Thanks for tips, could you please make a PR for this task?

vkosuri on 10 Jan 2018

@zxsimple Looked like avoiding the repetition of import improve the performance.

But I make a test seem like the performance wasn't improve obviously. Here's the code:

import time

t1 = time.time()
for i in range(200000):
    from difflib import SequenceMatcher
    similarity = SequenceMatcher(
            None,
            'statement text',
            'other statement_text'
        )
print("Use: ",time.time() - t1)

Output Use: 1.5159368515014648

then, make a change:

import time
from difflib import SequenceMatcher

t1 = time.time()
for i in range(200000):
    similarity = SequenceMatcher(
            None,
            'statement text',
            'other statement_text'
        )
print("Use: ",time.time() - t1)

Output Use: 1.2639625072479248

Is there any change in your code?

mymusise on 11 Jan 2018

@vkosuri I'll create PR after fully test

zxsimple on 11 Jan 2018

😕1 😄1

Yeah Levenshtein.StringMatcher.StringMatcher and difflib.SequenceMatcher are both different libraries.
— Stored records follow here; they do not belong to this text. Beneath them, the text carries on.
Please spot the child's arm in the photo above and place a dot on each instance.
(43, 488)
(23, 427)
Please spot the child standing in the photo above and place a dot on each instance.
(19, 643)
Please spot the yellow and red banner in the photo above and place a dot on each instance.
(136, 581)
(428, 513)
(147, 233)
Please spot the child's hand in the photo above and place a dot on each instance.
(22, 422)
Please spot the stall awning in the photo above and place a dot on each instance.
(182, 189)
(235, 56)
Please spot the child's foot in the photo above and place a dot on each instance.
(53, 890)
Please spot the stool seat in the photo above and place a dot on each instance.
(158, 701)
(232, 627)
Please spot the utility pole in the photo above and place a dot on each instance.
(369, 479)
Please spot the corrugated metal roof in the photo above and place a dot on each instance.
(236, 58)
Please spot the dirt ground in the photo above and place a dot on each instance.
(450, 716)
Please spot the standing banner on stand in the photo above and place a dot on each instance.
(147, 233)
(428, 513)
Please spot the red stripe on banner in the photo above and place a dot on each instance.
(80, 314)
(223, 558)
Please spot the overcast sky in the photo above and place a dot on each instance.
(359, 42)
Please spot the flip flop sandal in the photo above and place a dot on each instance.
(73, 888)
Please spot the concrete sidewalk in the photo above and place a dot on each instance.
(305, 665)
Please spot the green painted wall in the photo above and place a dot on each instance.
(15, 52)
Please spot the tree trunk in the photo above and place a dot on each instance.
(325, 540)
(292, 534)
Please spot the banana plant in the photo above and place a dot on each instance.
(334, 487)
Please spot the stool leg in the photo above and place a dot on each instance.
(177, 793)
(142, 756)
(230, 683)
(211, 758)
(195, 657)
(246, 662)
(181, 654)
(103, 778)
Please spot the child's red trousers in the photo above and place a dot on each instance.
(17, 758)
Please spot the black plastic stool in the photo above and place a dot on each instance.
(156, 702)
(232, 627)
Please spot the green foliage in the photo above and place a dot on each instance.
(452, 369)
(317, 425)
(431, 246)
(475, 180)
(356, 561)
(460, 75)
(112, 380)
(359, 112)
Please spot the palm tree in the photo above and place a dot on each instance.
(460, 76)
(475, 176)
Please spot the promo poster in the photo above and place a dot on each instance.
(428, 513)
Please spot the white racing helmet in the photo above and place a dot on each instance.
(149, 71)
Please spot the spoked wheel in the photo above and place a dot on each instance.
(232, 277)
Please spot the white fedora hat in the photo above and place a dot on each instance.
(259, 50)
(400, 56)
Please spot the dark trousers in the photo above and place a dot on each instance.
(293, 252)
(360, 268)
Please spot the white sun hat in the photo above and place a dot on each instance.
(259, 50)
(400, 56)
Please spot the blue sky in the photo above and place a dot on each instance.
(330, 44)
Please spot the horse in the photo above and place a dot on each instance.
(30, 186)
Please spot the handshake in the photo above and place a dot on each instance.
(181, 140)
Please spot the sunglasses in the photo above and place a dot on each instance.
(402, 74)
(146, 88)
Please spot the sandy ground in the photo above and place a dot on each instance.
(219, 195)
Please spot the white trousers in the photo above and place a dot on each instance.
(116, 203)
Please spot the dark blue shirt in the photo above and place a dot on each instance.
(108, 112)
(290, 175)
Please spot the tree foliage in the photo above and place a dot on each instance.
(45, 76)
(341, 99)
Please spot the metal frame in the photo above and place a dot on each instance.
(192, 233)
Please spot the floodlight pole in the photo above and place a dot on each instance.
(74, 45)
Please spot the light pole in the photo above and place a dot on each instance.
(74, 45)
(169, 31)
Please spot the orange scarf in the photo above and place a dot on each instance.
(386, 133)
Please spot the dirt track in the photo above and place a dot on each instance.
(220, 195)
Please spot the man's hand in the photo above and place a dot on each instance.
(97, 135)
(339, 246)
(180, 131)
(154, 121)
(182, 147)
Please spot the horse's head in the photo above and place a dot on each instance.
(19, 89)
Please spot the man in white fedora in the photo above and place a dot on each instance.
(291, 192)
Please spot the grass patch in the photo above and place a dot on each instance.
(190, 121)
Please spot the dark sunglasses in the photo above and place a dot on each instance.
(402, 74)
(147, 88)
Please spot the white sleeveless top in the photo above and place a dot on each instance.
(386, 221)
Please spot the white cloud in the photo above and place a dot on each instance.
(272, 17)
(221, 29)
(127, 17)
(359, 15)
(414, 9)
Maybe faster but I think this try/except is because ChatterBot support both Python 2.7 and 3

pylobot on 12 Jan 2018

😄2

@pylobot YES, I confirmed that I didn't install python Levenshtein, each invoke will go into the except block, that is pretty time consuming.

zxsimple on 16 Jan 2018

@vkosuri pull request has been created https://github.com/gunthercox/ChatterBot/pull/1158, please help review it.

zxsimple on 17 Jan 2018

@zxsimple sure

vkosuri on 17 Jan 2018

This thread has been automatically locked since there has not been any recent activity after it was closed. Please open a new issue for related bugs.